One of the toughest things cranberry growers do is managing springtime frost conditions. In the spring, there is a danger to the crop when the temperature drops. Typically, a cranberry bog is built at a lower level than the land immediately surrounding it and the bog temperature can drop ten to fifteen degrees lower than the uplands. These conditions make monitoring bog temperature a top priority once the winter water comes off. It’s no exaggeration to say there would be no crop if we didn’t watch for frost on the bogs.
The first step is monitoring the temperature. Each bog has a thermometer (usually located in the coldest section) that requires frequent checking throughout the first part of the night. Once the temperature drops to between 33 and 35 degrees Fahrenheit (depending on the stage of growth), it’s time to turn on the pumps. More than forty years ago we used to flood the bogs to prevent frost damage; we now use sprinklers instead. When the water from the sprinklers freezes on the vines, it controls the temperature well enough to keep them from harm. It’s also necessary to check the surrounding reservoirs and canals to make sure that the water supply is sufficient to supply the pumps. That can take some time, and doesn’t always need to be done all at once. Depending on location and conditions–is the bog surrounded by woods? Where is the wind coming from? Is the sky clear or overcast?–some will be started earlier than others.

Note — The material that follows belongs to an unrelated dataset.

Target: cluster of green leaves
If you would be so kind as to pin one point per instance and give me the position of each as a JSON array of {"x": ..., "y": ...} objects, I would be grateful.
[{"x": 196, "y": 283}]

In recent years we’ve moved to an automation process to make this easier on our team, with a combination of automated and analog thermometers for optimal monitoring. The automated thermometer gives us the initial indication that the temperature is dropping. When it hits the first threshold, it sends the notification, and that’s when members of the frost team head out to look at the analog thermometers.
Holding the winter flood until later in the month means that we’ve not had many frost nights yet, but it won’t be too long now!